Various model compression methods were proposed, such as knowledge distillation (Frantar & Alistarh, 2022; Gou et al., 2021), pruning (Reed, 1993), and quantization (Yuan & Agaian, 2023; Gholami et al., 2022).

Extreme 1-bit quantization (Qin et al., 2023) has shown relatively good performance even with 1-bit quantization, e.g., BNN (Courbariaux et al., 2016; Kim & Smaragdis, 2016), XNOR-Net (Rastegari et al., 2016), DoReFa-Net (Zhou et al., 2016), Bi-Real (Liu et al., 2018), IR-Net (Qin et al., 2020), RBNN (Lin et al., 2020), and ABC-Net (Lin et al., 2017). They proposed a variety of gradient approximation methods for non-differentiable binarization operation. For example, BNN uses STE trick as:

$$W := \underbrace{\operatorname{sign}(W)}_{\text{Non-Differentiable}} + \underbrace{W' - W'.\operatorname{detach}()}_{\text{Cancel Out}}, \quad (4)$$

$$W' = \operatorname{clamp}(W, -1, 1), \tag{5}$$

where  $sign(x) = (-1)^{x \le 0}$  is non-differentiable sign function, and clamp(x, a, b) = max(a, min(b, x)) is a piecewise differentiable truncation function.

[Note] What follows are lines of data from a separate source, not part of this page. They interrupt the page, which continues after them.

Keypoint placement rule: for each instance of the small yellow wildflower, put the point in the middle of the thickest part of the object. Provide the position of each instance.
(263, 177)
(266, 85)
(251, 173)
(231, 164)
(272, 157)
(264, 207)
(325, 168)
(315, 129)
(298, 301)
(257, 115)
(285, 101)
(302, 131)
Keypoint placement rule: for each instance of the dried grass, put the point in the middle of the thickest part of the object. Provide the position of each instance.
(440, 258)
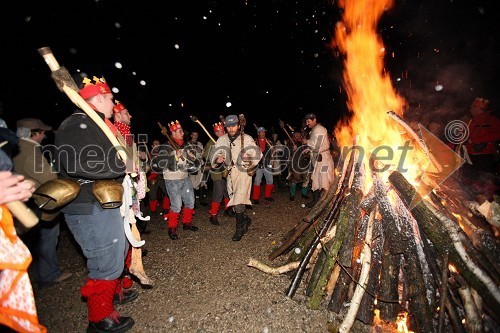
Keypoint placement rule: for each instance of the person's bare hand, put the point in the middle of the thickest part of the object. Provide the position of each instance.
(220, 159)
(14, 187)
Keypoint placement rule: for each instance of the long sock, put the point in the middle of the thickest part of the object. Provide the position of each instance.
(304, 190)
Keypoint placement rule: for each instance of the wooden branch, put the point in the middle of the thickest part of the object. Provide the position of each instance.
(348, 215)
(443, 233)
(365, 258)
(273, 270)
(68, 86)
(442, 294)
(473, 319)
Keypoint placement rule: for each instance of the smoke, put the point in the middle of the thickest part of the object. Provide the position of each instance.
(446, 55)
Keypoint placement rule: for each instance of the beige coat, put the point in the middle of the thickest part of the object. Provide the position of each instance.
(239, 182)
(322, 175)
(31, 163)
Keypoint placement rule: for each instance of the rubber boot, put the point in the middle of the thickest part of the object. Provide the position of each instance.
(303, 192)
(314, 200)
(152, 205)
(268, 192)
(293, 189)
(240, 227)
(256, 194)
(173, 221)
(214, 209)
(101, 313)
(122, 295)
(228, 211)
(187, 219)
(247, 221)
(166, 203)
(203, 197)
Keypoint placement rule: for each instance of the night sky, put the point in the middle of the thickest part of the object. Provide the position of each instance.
(270, 59)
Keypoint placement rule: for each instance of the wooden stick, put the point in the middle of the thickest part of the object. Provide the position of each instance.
(196, 120)
(273, 270)
(22, 213)
(443, 292)
(70, 89)
(366, 255)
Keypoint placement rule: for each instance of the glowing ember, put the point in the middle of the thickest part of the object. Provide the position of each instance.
(371, 94)
(401, 322)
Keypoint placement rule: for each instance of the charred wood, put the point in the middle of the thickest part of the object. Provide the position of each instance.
(339, 296)
(348, 215)
(314, 243)
(388, 297)
(443, 233)
(365, 259)
(366, 309)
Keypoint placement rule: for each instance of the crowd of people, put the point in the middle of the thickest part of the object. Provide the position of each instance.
(173, 175)
(81, 180)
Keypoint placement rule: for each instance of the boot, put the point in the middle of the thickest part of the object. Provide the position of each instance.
(228, 211)
(247, 221)
(255, 194)
(213, 219)
(101, 313)
(173, 222)
(225, 201)
(314, 200)
(165, 205)
(124, 296)
(152, 205)
(214, 208)
(172, 233)
(187, 219)
(303, 192)
(203, 197)
(240, 227)
(268, 192)
(113, 323)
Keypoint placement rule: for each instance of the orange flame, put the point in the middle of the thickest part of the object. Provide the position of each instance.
(369, 88)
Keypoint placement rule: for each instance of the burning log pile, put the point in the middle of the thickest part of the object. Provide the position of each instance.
(372, 259)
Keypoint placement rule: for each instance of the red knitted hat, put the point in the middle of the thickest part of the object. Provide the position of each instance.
(92, 89)
(174, 126)
(218, 127)
(119, 107)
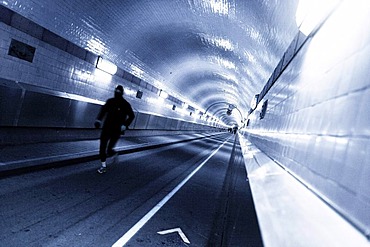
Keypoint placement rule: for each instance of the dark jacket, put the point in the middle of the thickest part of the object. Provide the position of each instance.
(117, 112)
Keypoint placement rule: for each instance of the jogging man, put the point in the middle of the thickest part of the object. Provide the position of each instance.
(116, 116)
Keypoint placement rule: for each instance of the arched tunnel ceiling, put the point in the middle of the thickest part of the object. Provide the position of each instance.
(203, 51)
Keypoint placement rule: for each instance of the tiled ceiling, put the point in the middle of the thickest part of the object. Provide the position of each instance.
(203, 51)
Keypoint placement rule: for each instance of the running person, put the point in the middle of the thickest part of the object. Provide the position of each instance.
(116, 113)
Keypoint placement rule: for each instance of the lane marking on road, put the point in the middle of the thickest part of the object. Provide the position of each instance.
(130, 233)
(179, 231)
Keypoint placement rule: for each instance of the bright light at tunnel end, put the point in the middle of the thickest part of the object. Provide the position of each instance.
(106, 66)
(310, 13)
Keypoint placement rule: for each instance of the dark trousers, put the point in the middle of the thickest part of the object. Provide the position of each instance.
(108, 140)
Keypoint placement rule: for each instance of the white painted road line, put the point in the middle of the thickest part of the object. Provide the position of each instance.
(130, 233)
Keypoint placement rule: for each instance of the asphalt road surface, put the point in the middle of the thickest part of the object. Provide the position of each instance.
(187, 194)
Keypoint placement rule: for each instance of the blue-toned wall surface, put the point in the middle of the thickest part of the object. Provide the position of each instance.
(317, 124)
(61, 87)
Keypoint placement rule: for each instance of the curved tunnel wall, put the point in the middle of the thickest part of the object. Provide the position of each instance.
(316, 123)
(61, 89)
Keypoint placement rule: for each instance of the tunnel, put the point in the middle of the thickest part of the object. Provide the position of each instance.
(251, 128)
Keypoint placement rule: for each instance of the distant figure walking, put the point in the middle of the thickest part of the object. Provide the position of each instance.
(116, 115)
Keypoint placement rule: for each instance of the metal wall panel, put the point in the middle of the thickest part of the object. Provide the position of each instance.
(43, 110)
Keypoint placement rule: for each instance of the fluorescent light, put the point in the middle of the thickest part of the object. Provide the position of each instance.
(163, 94)
(106, 66)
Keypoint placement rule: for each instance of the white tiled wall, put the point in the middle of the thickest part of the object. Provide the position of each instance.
(60, 71)
(318, 118)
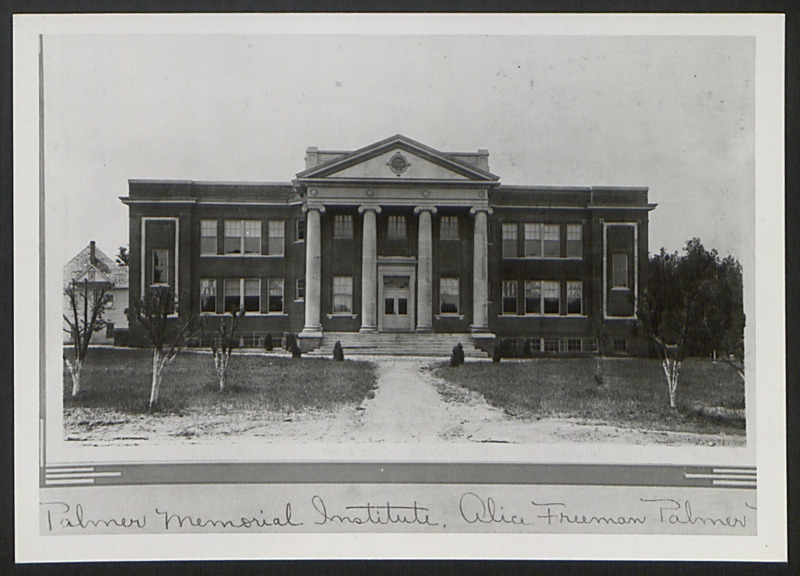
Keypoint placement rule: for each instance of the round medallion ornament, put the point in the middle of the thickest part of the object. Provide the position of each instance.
(398, 163)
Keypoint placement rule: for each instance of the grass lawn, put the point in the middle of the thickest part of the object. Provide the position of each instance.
(119, 379)
(634, 394)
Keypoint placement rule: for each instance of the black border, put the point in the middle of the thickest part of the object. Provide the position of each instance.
(792, 206)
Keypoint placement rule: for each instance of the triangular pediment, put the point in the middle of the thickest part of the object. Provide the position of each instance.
(398, 158)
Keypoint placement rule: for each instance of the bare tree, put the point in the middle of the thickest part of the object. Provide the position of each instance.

Binarized networks have many papers on hardware implementation, mostly on generic field-programmable gate-array (FPGA) platform, e.g., (Zhao et al., 2017; Zhang et al., 2021). Nevertheless, binarization often causes a substantial loss, and most quantization papers (Frantar et al., 2022; Lin et al., 2023) for foundation models consider at least 3 bits to achieve an acceptable performance.

DeepShift (Elhoushi et al., 2021) uses power-of-two weights to eliminate multiplication operations. Hessian-aware quantization (HAWQ) (Dong et al., 2019) uses layer-wise quantization based on optimal brain pruning (LeCun et al., 1989). HAWQv2 (Dong et al., 2020) considers mixed-precision weight and activation. HAWQv3 (Yao et al., 2021) uses integer weight in dyadic format. Then, GPTQ (Frantar et al., 2022) extends HAWQ using zero-shot calibration, while activation-aware quantization (AWQ) (Lin et al., 2023) uses activation-dependent scaling.

### **B. Standard Cell Library**

In integrated circuit design, a standard cell library is a collection of pre-designed and pre-characterized logic gates and other standard circuit elements used to implement a circuit, ensuring consistency and efficiency in the design and manufacturing process. Specifically, we utilize the Nangate 45nm open cell library (Nangate, 2011), January 2011 version, in our experiments. The library contains 134 standard cells including:

• 9 non-functional cells;

- 16 flip-flops;
- 5 latches:
- 102 combinational cells;
- · half-adders and full-adders.

The cells offer basic logic functions (AND, NAND, OR, NOR, XOR, XNOR, OR-AND, AND-OR, BUFF, and INV) with different drive strengths.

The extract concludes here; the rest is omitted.